In an article for The Nation, Defense Correspondent Michael Klare reveals and explains in detail the “new grand strategy” shared by the Trump administration and the Pentagon. It has a shiny new name: “overmatch.” Klare explains it in these terms: “Overmatch decrees that the United States must retain military and technological superiority over Russia and China (and all other potential challengers) for as far into the future as we can see.”

Here is today’s 3D definition: 

Overmatch:

The confusion of excess and success, thanks to a philosophy that considers excess to be a recipe for success, reflecting an ingrained mindset in overweight cultures that eventually leads them toward self-destruction. 

Contextual note

The term appears to derive its meaning from the world of team sports where coaches devise and apply their strategies of “matchups” by assigning the defenders they believe best adapted to guard or counter particular offensive players, and vice versa. Like everything else in the hyperreal system that institutional culture in the US has become, the responsibility of defense, justifying a nation’s permanent military, has been transformed from the responsibility of protecting citizens and the nation’s political infrastructure to the equivalent of a spectator sport.

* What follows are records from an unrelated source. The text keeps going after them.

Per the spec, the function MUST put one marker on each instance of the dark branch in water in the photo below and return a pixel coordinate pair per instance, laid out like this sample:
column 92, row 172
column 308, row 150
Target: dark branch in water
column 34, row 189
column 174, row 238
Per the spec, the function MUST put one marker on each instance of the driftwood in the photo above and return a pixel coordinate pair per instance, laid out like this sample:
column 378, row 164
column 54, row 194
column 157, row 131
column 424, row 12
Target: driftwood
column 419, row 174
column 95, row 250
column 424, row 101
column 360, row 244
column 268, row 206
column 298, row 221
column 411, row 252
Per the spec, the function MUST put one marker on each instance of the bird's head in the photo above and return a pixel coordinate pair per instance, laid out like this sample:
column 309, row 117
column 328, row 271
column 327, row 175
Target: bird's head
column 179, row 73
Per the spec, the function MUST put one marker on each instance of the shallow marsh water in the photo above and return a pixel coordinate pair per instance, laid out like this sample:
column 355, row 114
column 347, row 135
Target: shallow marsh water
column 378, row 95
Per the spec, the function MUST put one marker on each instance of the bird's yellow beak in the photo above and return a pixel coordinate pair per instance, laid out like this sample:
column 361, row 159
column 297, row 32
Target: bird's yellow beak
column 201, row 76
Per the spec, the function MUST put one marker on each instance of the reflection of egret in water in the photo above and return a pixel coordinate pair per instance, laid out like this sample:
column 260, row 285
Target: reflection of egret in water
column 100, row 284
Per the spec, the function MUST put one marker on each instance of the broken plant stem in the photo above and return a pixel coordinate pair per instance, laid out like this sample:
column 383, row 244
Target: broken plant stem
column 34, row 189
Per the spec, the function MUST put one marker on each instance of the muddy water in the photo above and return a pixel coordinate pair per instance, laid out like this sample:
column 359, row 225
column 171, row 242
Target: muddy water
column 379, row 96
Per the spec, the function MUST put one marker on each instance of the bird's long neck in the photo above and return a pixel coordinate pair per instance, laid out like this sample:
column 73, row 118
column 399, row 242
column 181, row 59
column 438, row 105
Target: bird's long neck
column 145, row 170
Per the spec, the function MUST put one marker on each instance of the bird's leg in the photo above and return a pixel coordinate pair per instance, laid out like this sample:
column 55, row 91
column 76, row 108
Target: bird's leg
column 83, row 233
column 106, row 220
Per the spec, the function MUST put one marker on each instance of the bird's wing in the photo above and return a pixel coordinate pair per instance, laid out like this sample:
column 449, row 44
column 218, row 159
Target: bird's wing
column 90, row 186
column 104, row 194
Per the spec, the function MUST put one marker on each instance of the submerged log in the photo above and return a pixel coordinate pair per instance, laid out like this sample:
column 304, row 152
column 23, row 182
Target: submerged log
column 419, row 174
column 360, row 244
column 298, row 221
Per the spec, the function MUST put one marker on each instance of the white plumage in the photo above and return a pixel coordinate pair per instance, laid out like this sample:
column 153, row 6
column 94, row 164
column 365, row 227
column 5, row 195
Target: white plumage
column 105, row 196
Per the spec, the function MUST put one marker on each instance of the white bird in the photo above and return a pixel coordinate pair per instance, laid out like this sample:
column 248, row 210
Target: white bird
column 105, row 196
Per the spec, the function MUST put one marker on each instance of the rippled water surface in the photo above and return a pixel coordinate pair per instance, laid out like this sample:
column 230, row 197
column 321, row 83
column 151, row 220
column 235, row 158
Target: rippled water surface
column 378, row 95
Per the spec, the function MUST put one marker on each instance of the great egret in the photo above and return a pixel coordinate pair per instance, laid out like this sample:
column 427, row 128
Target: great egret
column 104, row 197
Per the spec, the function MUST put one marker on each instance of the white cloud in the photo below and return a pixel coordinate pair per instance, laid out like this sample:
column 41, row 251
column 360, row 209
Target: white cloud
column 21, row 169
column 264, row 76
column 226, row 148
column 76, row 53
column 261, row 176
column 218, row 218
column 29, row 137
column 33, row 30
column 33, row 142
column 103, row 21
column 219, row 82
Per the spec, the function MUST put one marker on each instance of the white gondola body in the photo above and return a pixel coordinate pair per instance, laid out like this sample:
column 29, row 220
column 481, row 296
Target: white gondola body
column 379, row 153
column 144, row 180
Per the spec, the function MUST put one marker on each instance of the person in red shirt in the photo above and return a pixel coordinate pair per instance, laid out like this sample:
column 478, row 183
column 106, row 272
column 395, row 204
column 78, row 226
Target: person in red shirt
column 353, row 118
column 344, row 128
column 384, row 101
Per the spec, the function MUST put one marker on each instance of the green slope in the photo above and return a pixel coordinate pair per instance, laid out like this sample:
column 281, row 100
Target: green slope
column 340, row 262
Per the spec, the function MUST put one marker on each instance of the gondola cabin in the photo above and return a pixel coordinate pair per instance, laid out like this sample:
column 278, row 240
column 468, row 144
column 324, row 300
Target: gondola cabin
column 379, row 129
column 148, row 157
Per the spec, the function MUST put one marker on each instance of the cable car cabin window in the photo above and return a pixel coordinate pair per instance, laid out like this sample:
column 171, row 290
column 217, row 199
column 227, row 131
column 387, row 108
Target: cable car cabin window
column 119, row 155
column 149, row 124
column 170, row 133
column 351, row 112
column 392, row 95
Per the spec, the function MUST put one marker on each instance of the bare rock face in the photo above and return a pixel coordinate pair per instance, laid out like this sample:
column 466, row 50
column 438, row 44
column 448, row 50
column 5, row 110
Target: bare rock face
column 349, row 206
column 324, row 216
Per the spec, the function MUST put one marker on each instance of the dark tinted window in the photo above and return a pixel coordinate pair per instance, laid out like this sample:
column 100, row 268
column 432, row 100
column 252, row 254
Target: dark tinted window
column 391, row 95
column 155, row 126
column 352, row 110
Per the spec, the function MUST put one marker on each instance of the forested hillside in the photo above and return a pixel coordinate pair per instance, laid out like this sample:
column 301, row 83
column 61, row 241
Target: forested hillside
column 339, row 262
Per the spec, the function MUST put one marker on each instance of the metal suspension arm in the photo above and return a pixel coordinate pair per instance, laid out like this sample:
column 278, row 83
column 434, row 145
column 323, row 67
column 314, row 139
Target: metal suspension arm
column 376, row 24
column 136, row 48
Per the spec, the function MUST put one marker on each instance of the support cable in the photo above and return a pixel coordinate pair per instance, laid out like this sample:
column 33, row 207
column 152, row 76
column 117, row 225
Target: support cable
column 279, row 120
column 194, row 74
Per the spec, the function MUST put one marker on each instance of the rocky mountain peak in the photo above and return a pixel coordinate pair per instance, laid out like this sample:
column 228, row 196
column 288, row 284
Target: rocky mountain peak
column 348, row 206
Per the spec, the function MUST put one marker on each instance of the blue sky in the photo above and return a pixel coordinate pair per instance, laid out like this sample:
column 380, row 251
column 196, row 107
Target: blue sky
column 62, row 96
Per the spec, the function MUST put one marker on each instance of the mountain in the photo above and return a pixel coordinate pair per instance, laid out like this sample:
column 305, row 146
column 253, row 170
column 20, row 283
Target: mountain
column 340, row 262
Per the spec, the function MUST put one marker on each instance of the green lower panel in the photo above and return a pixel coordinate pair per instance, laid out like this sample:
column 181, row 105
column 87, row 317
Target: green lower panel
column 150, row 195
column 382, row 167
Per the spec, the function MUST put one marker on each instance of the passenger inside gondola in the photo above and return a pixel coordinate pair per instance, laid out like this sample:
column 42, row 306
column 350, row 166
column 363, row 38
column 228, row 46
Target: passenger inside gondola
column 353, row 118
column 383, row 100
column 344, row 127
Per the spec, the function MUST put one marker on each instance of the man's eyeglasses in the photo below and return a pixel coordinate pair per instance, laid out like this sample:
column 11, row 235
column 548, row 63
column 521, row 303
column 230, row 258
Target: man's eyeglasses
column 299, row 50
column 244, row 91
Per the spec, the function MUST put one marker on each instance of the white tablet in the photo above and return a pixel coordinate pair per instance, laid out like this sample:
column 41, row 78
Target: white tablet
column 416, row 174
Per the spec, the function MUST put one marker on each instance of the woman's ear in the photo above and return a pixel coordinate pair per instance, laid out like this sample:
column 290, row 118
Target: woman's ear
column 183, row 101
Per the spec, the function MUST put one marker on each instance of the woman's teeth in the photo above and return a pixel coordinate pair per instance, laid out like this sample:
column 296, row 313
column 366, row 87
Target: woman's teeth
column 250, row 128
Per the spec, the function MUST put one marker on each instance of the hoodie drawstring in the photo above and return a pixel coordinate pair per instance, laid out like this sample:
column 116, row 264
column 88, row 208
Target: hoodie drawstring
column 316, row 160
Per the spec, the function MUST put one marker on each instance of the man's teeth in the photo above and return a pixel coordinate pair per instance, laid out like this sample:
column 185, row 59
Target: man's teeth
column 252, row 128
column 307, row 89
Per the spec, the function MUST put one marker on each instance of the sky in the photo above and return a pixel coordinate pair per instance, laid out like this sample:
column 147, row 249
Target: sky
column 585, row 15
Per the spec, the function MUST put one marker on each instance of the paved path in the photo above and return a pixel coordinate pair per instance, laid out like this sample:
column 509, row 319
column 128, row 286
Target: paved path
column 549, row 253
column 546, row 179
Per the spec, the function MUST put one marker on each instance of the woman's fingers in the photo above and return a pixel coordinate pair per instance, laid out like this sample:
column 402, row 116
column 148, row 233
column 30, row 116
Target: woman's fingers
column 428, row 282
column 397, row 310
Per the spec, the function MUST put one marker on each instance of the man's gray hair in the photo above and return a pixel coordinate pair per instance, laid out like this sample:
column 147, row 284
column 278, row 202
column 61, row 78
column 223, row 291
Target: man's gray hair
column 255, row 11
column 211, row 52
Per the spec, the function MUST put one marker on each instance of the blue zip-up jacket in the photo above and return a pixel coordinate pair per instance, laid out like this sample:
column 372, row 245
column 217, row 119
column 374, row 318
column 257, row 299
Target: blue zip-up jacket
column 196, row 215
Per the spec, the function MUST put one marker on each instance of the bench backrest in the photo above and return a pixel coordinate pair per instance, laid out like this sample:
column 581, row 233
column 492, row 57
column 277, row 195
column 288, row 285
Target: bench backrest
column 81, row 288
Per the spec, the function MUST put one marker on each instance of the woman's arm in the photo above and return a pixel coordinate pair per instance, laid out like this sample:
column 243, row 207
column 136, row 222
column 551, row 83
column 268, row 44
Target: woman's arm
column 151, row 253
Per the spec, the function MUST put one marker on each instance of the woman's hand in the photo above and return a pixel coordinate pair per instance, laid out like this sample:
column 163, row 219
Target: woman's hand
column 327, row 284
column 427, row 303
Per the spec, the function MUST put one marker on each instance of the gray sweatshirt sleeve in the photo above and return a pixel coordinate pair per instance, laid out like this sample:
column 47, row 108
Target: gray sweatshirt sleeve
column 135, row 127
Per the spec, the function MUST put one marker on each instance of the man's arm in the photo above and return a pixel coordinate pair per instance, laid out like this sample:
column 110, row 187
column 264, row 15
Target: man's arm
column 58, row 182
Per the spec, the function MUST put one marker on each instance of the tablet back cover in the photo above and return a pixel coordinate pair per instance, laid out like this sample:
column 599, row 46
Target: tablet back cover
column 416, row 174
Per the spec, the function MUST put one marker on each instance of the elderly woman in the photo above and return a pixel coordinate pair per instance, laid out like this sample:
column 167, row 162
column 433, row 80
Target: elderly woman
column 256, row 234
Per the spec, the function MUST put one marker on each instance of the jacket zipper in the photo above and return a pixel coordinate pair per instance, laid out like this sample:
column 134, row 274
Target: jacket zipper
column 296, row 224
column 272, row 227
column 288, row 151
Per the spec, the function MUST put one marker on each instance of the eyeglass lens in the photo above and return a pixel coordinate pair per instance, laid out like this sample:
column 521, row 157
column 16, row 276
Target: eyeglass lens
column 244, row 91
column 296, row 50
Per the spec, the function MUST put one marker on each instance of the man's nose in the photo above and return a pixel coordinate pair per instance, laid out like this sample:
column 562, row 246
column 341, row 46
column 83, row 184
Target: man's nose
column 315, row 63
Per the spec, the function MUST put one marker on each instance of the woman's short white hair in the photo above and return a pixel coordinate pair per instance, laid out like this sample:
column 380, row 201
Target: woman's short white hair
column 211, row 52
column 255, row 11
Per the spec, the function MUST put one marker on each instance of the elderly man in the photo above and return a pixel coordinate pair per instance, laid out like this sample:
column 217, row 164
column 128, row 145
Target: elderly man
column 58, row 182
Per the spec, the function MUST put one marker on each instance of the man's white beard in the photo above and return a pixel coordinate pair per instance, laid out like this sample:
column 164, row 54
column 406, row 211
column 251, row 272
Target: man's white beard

The idea of sport in overmatch links with business. Both have competition as a core notion. Klare cites then-Defense Secretary James Mattis who on two occasions evoked the notion of “competitive edge,” a term proper to business even more than to sport. The metaphor becomes downright dangerous when applied to the military. Armies don’t compete with one another. They either stay at home or they clash. Businesses compete for market share. Monopolies alone vie for domination.

On the other hand, the governments of nations may compete for influence on the world stage in various ways, somewhat like businesses. But that tends to be a feature of colonial or neocolonial systems. Democracies, at least theoretically, have the responsibility of structuring their military principally to respond to threats, not to compete with other nations.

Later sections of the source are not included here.